I am trying to figure out the best frequency/schedules for running the Smart tests and scrubs. I found a few older posts that mentioned doing the Scrub every 2 weeks, and long tests every two weeks, but not the weeks that the Scrub is working. Is that a good recommendation? Should I have offline tests scheduled?
Also trying the best way to define a schedule, this is what I currently have: Scrub
Threshold Days: 14
Schedule: Weekly (0 0 * * 0) On Sundays at 00:00 (12:00 AM)
SMART Tests
All Disks LONG At 23:00, only on Thursday (I believe this to be weekly)
In my case i dont scrub so often, i have a schedule day check with a treshold of 28 days.
For the smart test, a dayli short from monday to saturday, and a long on sunday.
Multi alert script help a lot, a dayli schedule after smart are completed with weekly the config file
Thats why I have the long test scheduled for 11pm, that way it should be fine to run overnight when it won’t be used, although they are 12TB drives. TrueNAS seems to store a fair amount of logs (I currently have 42 logged SMART tests) so I don’t think I will loose the tests too easily.
One thing I’ve seen here and there from what others have done is to alternate between scrub tasks and long SMART tests on a bi-weekly to monthly basis and ensuring they never run anywhere near each other in a schedule.
The time between isn’t the focus there but just ensuring they are on an alternating schedule and don’t overlap. Just food for thought.
I think scrubs are run by pool, and time taken depends on read speeds and pool size and % used (but I may be wrong about this).
SMART tests are run by disk, and time taken depends on read speeds and disk size and not on % used.
Assuming that your disks were 100% full (which of course they never are) a scrub should take about as long as SMART tests on all the drives run sequentially, though scrubs will be a bit slower because SMART tests are internal to the drive whilst scrubs require SATA transfers and some CPU processing - and of course you can probably run all the SMART tests in parallel if you wish.
So a scrub / SMART test of a small (say) 250GB mirrored SSD is going to take a lot less time than the scrub of a RAIDZ2 6x 18TB HDD.
I’ve personally encountered my disks getting pretty dang hot after doing tests and such- may be worth checking disk temperatures after SMART tests to make sure disks aren’t baking one another. I had tests running across 24 disks at a time when I noticed they were getting pretty toasty so I switched to doing tests in groups of 4 disks to try and spread the thermal load over time.
Though I think that says more about my terrible cooling situation as opposed to following good testing schedules.
Thats what I have read too, which is why I am hoping they are alternating (as far as I can tell, no easy way to do that), but also the one starting on Sunday, the other Thursday.
I have the SMART tests being done on all disks at one time. I believe you are correct with the scrub running per pool. My drives are 12TB, but only 2 being mirrored.

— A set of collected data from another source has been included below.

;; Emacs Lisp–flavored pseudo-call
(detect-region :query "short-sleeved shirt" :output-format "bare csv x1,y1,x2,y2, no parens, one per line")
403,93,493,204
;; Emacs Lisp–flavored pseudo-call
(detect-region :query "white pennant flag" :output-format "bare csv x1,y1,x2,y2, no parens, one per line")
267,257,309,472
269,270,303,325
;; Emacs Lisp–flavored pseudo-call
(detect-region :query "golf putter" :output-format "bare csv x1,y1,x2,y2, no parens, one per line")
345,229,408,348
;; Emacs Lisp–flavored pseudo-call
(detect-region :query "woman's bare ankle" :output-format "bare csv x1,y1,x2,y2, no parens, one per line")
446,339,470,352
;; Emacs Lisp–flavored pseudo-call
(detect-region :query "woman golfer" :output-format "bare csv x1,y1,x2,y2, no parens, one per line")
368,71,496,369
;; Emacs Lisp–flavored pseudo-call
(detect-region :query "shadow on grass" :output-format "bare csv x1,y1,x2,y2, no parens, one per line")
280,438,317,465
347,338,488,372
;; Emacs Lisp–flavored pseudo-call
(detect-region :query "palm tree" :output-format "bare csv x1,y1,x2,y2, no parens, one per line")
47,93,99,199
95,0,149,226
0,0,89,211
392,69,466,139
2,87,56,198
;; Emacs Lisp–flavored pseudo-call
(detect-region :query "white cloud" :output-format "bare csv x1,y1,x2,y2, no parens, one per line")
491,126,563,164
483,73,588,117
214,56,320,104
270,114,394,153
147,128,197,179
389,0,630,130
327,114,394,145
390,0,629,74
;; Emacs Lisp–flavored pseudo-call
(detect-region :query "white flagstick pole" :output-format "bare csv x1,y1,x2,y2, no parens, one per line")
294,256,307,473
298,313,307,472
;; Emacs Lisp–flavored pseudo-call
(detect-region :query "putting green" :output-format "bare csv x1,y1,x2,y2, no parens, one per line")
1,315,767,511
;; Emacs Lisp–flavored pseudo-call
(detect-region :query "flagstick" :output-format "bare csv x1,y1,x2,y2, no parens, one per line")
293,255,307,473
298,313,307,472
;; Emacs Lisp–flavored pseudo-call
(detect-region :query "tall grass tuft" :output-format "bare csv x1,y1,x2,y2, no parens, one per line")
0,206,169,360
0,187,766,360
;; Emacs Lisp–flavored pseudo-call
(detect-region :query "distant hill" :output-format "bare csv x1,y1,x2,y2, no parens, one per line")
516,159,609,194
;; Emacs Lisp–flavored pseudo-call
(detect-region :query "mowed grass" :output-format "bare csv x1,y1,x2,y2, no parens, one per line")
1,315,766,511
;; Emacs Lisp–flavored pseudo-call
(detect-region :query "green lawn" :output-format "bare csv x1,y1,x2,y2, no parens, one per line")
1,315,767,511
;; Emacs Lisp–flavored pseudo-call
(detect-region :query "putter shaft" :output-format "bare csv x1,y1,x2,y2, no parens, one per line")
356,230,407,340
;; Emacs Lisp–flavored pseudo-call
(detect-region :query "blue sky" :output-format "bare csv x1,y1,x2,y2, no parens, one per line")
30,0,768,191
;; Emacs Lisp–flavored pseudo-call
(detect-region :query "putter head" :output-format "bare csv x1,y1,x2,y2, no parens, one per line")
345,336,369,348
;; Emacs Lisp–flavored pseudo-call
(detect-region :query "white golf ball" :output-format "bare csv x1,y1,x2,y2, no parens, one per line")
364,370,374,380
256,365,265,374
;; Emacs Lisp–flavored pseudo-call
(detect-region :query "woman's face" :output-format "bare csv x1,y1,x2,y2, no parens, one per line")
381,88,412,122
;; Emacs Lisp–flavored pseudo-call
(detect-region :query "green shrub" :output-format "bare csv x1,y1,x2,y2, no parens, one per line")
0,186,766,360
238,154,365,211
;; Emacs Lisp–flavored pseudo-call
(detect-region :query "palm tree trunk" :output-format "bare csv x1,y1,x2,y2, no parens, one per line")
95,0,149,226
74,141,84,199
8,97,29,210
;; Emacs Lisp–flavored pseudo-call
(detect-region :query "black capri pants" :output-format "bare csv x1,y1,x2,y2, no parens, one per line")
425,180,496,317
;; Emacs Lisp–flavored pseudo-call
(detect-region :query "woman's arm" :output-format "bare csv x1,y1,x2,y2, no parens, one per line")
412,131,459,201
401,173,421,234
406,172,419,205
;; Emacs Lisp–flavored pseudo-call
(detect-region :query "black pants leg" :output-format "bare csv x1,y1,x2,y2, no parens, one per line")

I think I will have worse issues with the CPU overheating since I have had issues with that (its SBC with no active cooling, and a very small form factor at that). I have 2 larger fans pushing air over everything so I think it will be fine (hopefully).
Under heavy load my CPU got to 91 Celsius, so I had to get the fans. Its an Intel Celeron basically. I think I’d probably max out the CPU before the drives would really have to work too hard. I will look into testing the drives.
I would not say that, scrubs are dependent on all the necessary metadata reads, resulting in a potentially much lower throughput than a simplistic “read the whole disk” workload. I wouldn’t infer any real timeline for one based on the other.
So my original comment was right? If a disk was 100% full, pretty much all blocks would be read and the scrub would indeed take about as long as a sequential set of SMART long tests?
I would not say that, scrubs are dependent on all the necessary metadata reads, resulting in a potentially much lower throughput than a simplistic “read the whole disk” workload. I wouldn’t infer any real timeline for one based on the other.
Ah - I hadn’t realised that scrubs were metadata only.
Scrubs read the metadata, then read the the blocks the metdata refers too… and verify them, possibly correcting them
The point that eric and myself are trying to get across is that scrubs are going to be slower once the disk is full as the scrub process has to bounce between reading metadata and reading blocks.
What do you mean? You can setup a fine-grained schedule for smart tests, instead of all select the disks you want to test. You need to create more than one task per test type then.
Scrubs can be scheduled per pool, so you have freedom in alternatng /offsetting them too.
As for the schedule, I’m pretty much doing the same schedule mentioned in the OP.
Daily shorts (except for the days I run a long test)
Long test every week
2 scrubs per month
I set fixed dates (it’s a bit more trouble to setup but eventually it’s easier for me to manage, that scrubs and long tests don’t overlap).